Outside of the West, the usual outcome is poor,
because only 10 - 20% of hepatocellular
carcinomas can be removed completely using
surgery. If the cancer cannot be completely
removed, the disease is usually deadly within 3
to 6 months. This is partially due to late
presentation with large tumours, but also the
lack of medical expertise and facilities. This
is a rare tumor in the United States.
Epidemiology
HCC
is the 5th most common tumor worldwide. The
epidemiology of HCC exhibits two main patterns,
one in North America and Western Europe and
another in non-Western countries, such as those
in sub-Saharan Africa, central and Southeast
Asia, and the Amazon basin. Males are affected
more than females usually and it is more common
between the 3rd and 5th decades of life
Hepatocellular carcinoma causes 662,000 deaths
worldwide per year.
Non-Western
Countries
In some parts of the world—such as sub-Saharan
Africa and Southeast Asia—HCC is the most common
cancer, generally affecting men more than women,
and with an age of onset between late teens and
30s. This variability is in part due to the
different patterns of hepatitis B transmission
in different populations - infection at or
around birth predispose to earlier cancers than
if people are infected later. The time between
hepatitis B infection and development into HCC
can be years even decades, but from diagnosis of
HCC to death the average survival period is only
5.9 months, according to one Chinese study
during the 1970-80s, or 3 months (median
survival time) in Sub-Saharan Africa according
to Manson's textbook of tropical diseases. HCC
is one of the deadliest cancers in China. Food
infected with Aspergillus flavus (especially
peanuts and corns stored during prolonged wet
seasons) which produces aflatoxin, poses another
risk factor for HCC.
North America and Western Europe
Most malignant tumors of the liver discovered
in Western patients are metastases (spread) from
tumors elsewhere. In the West, HCC is generally
seen as rare cancer, normally of those with
pre-existing liver disease. It is often detected
by ultrasound screening, and so can be
discovered by health-care facilities much
earlier than in developing regions such as
Sub-Saharan Africa.
Acute and chronic hepatic porphyrias (acute
intermittent porphyria, porphyria cutanea tarda,
hereditary coproporphyria, variegate porphyria)

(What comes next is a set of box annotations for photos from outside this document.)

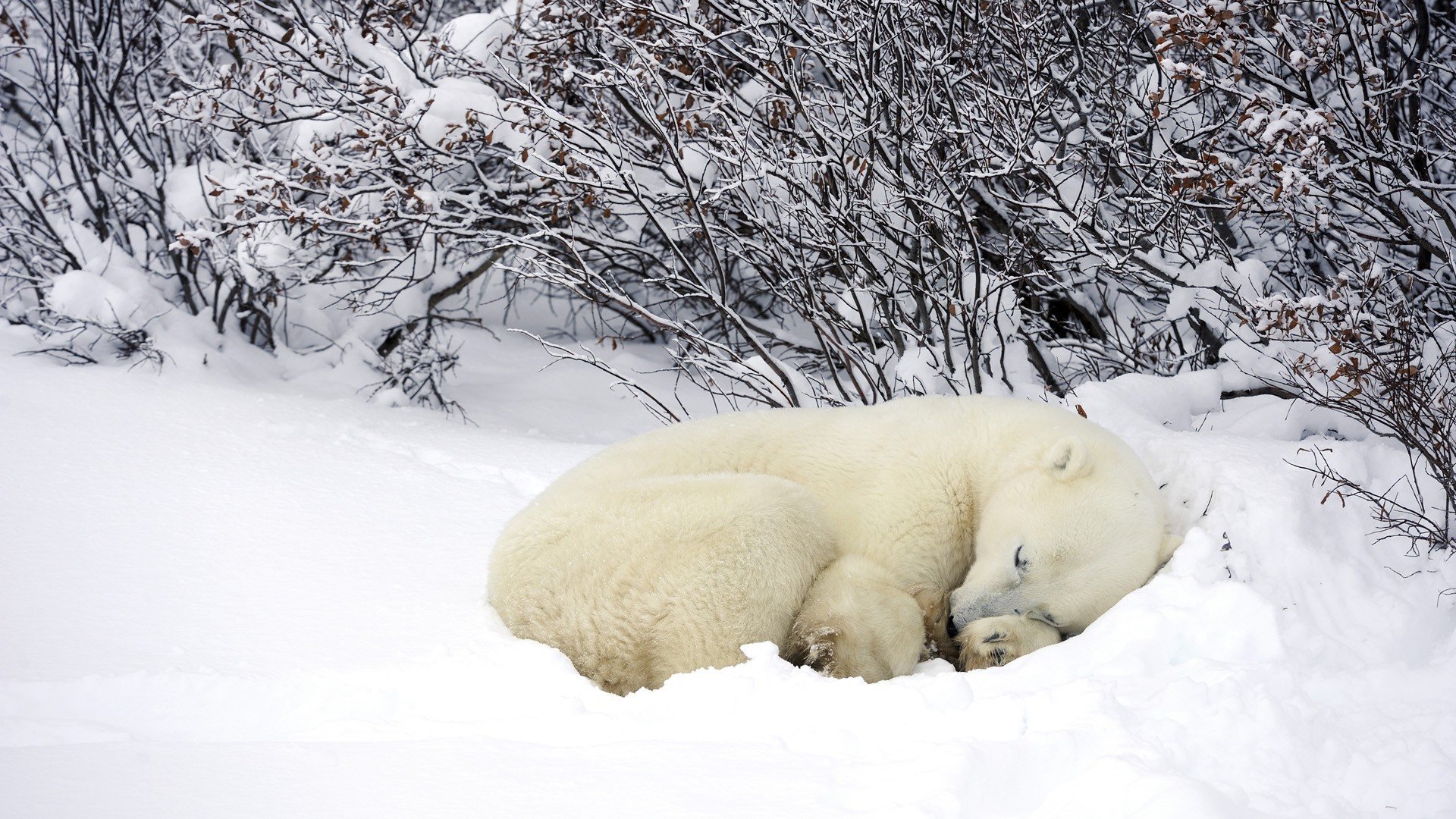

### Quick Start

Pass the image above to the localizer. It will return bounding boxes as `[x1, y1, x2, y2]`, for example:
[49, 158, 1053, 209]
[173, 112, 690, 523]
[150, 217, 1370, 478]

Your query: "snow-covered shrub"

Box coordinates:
[1150, 0, 1456, 547]
[0, 0, 259, 362]
[8, 0, 1456, 544]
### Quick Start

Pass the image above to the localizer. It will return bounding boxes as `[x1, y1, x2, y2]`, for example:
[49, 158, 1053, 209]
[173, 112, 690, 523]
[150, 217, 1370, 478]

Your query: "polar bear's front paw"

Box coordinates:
[956, 615, 1062, 670]
[782, 625, 843, 676]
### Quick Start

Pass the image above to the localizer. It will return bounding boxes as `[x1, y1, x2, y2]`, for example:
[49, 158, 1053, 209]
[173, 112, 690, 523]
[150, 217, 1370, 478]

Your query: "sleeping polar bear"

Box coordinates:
[489, 397, 1176, 694]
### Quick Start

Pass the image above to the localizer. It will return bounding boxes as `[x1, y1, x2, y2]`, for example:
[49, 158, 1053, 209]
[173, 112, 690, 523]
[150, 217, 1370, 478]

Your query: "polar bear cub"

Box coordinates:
[489, 397, 1171, 694]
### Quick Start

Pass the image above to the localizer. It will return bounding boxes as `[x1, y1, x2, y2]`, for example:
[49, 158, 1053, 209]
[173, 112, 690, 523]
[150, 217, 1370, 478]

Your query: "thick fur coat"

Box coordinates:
[489, 397, 1172, 694]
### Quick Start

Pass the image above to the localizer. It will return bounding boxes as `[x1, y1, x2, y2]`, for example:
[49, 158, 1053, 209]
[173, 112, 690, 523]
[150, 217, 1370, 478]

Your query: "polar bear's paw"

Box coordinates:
[783, 625, 843, 676]
[956, 615, 1062, 670]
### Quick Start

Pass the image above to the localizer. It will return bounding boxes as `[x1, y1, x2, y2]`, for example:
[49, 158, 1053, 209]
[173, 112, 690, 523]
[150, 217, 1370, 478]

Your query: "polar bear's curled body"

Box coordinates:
[489, 397, 1163, 694]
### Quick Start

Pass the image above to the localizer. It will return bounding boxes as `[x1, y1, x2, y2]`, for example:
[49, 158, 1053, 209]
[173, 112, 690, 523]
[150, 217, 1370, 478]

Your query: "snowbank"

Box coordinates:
[0, 325, 1456, 817]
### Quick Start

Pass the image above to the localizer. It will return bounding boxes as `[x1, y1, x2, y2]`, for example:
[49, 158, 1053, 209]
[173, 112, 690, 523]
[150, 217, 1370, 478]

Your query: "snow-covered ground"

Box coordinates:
[0, 329, 1456, 819]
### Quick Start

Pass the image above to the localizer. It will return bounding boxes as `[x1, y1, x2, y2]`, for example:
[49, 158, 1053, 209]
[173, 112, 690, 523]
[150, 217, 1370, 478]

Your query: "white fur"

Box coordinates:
[489, 398, 1166, 692]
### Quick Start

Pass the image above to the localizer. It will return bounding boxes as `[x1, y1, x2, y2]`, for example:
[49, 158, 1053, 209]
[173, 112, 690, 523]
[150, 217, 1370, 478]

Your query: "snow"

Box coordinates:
[0, 328, 1456, 817]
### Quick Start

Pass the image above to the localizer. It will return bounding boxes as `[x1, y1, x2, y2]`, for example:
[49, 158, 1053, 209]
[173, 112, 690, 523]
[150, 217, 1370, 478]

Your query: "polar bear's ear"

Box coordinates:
[1043, 436, 1092, 481]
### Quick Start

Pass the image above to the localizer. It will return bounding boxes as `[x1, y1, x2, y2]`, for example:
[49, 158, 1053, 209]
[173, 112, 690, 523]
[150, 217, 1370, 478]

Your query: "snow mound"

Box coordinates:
[0, 328, 1456, 817]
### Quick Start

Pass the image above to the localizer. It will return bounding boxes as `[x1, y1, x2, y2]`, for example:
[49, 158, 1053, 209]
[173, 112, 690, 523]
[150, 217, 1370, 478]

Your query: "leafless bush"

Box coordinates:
[0, 0, 1456, 545]
[0, 0, 271, 360]
[1152, 0, 1456, 548]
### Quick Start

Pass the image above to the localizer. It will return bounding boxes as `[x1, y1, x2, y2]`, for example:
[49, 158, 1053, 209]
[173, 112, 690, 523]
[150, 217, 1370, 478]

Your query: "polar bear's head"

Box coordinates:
[951, 430, 1176, 635]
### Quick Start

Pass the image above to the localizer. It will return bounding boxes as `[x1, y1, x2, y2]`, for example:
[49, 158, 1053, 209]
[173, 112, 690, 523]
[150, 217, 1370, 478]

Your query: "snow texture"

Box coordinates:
[0, 322, 1456, 819]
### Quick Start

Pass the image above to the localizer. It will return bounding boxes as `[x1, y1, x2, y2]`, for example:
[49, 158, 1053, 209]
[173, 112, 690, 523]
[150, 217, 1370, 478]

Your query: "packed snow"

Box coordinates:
[0, 328, 1456, 819]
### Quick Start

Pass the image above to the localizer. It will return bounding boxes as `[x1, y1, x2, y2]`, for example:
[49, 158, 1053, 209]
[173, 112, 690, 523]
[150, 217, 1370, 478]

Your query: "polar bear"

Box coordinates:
[488, 397, 1174, 694]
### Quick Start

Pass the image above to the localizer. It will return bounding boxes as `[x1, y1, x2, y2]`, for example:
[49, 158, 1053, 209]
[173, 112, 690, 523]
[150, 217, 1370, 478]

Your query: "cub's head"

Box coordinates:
[951, 436, 1178, 635]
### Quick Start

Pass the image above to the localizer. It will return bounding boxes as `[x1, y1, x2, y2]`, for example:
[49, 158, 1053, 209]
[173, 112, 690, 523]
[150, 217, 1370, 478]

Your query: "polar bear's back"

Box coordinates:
[489, 474, 834, 694]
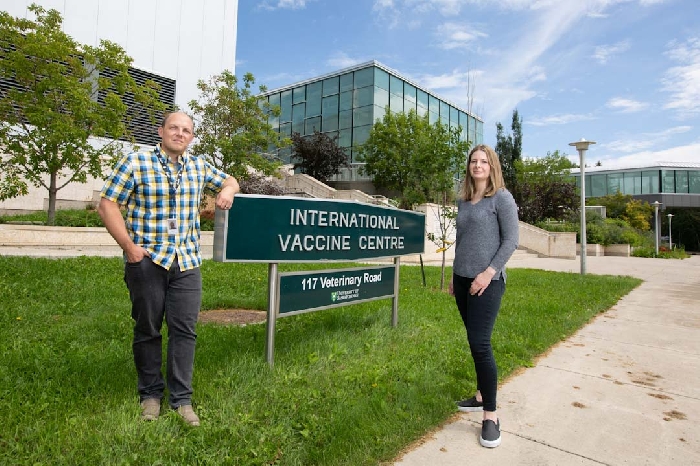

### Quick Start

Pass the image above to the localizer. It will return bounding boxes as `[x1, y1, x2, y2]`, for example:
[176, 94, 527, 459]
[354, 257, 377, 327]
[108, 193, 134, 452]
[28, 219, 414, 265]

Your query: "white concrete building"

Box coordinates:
[0, 0, 238, 213]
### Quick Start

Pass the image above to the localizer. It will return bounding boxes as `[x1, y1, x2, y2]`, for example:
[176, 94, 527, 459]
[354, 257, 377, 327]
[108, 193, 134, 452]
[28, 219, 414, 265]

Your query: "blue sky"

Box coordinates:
[236, 0, 700, 168]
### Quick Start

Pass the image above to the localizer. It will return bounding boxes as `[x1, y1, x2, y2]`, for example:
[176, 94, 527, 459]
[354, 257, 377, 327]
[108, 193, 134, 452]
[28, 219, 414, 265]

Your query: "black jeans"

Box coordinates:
[452, 275, 506, 411]
[124, 258, 202, 408]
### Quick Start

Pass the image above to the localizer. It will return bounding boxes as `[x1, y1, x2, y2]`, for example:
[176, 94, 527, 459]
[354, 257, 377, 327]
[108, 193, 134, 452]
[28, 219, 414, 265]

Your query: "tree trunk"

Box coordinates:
[46, 173, 58, 226]
[440, 249, 445, 291]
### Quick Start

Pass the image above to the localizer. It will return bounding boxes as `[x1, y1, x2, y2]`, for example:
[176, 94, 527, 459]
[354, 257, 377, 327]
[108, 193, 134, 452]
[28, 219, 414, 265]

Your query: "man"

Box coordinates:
[98, 112, 239, 426]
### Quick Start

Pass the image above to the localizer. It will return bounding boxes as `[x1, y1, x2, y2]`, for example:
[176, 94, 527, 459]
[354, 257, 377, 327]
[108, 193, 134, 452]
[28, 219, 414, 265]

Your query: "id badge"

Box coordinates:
[168, 218, 177, 235]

and tyrosinemia type I are risk factors for
hepatocellular carcinoma. The diagnosis of an
acute hepatic porphyria (AIP, HCP, VP) should be
sought in patients with hepatocellular carcinoma
without typical risk factors of hepatitis B or
C, alcoholic liver cirrhosis or hemochromatosis.
Both active and latent genetic carriers of acute
hepatic porphyrias are at risk for this cancer,
although latent genetic carriers have developed
the cancer at a later age than those with
classic symptoms. Patients with acute hepatic
porphyrias should be monitored for
hepatocellular carcinoma.
Pathogenesis
Hepatocellular carcinoma like any other cancer,
develops when there is a mutation to the
cellular machinery that causes the cell to
replicate at a higher rate and/or results in the
cell avoiding apoptosis. In particular, chronic
infections of Hepatitis B and/or C can aid the
development of hepatocellular carcinoma by
repeatedly causing the body's own immune system
to attack the liver cells, some of which are
infected by the virus, others merely bystanders.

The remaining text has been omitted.